En el Libro de L, el viejo L pierde el nombre de la que dicen fue su esposa durante cincuenta años y hasta los apellidos de los hijos y nietos de esa mujer vieja. L sí recuerda a Sara, la amiga de su nieta X, entusiasta al narrar su próxima estancia en Bratislaba, becada por dos años en el centro de la vieja Europa, a un paso de la tentación oriental y oliendo aún la Suma Teológica del Atlántico Norte. L recuerda a Sara en tanto brillo de la piel (y no por sus palabras retumbantes). L ve brillos de tacto y pierde letras y nombres Sabe que esa que duerme a su lado y soporta, como él, el ritmo totalitario del CPAP (Continuos positive airway pressure) es tan extranjera en su nueva patria como todas esas fotos que relatan la ficción de su pasado. L recuerda el nombre de Ana y toma en sus manos unas manos largas y sarmentosas que hablan con susurros. Ana es un trapo sobre una silla eléctrica. Huesos y piel apellejada. L y Ana miran los dibujos que una vez salieron de los ojos de ella. Y allí está la patria, se dicen o se dirían o se dirán mañana, o esta tarde, cuando L se levante y comunique a todos su extranjería, el arrepentimiento, la constitución de la nueva república.
En el Libro de L se argumenta - de manera creo que convincente - que la búsqueda transustanciada del oro alquímico debe frenarse en el momento n-1 (siendo n cifra de nuestra tontuna) para retornar antes de que sea demasiado tarde, antes de lo póstumo y agotado, a los brillos mate del cobre. El místico que purifica su mirada para visionar el Espíritu debe regresar a la morada de la carne y subvertir todos sus logros (logos + ogros) en la gotita de líquido seminal que apunta en el flácido miembro de L al marcar con el arado las fronteras de la nueva Roma.

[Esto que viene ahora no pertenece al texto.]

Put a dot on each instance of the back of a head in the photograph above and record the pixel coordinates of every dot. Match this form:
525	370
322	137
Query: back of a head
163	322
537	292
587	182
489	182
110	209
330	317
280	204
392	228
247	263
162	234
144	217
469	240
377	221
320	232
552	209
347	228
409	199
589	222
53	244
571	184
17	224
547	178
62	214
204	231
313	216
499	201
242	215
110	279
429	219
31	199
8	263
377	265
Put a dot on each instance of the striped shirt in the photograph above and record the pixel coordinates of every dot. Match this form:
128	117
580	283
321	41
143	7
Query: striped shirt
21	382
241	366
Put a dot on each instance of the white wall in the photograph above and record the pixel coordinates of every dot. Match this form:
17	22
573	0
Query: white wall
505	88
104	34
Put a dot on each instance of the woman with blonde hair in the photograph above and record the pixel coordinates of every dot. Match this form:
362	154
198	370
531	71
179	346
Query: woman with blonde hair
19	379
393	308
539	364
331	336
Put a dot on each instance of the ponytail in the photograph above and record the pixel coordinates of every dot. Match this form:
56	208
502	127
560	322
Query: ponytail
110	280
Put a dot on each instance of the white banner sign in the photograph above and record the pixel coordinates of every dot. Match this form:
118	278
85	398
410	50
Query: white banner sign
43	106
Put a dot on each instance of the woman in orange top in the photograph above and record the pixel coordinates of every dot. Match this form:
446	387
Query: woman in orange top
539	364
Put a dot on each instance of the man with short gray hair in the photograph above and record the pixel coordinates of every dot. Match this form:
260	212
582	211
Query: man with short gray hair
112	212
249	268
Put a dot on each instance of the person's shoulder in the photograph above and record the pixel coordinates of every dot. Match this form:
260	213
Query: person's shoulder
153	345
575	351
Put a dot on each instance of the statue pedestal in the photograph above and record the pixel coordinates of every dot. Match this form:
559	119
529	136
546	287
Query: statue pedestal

En el Libro de L se graban ritmos y danzas en esa gota seminal y casi póstuma.
El Libro de L es católico en la creencia dogmática de un arrepentimiento de última hora que nos salve o nos condene. El Libro de L, tan parecido a unas memorias, desconfía de éstas y de sus recuerdos. Vive un presente desmemoriado. En el núcleo duro y gris de la bicefalia se añora la blanda caricia de los colores.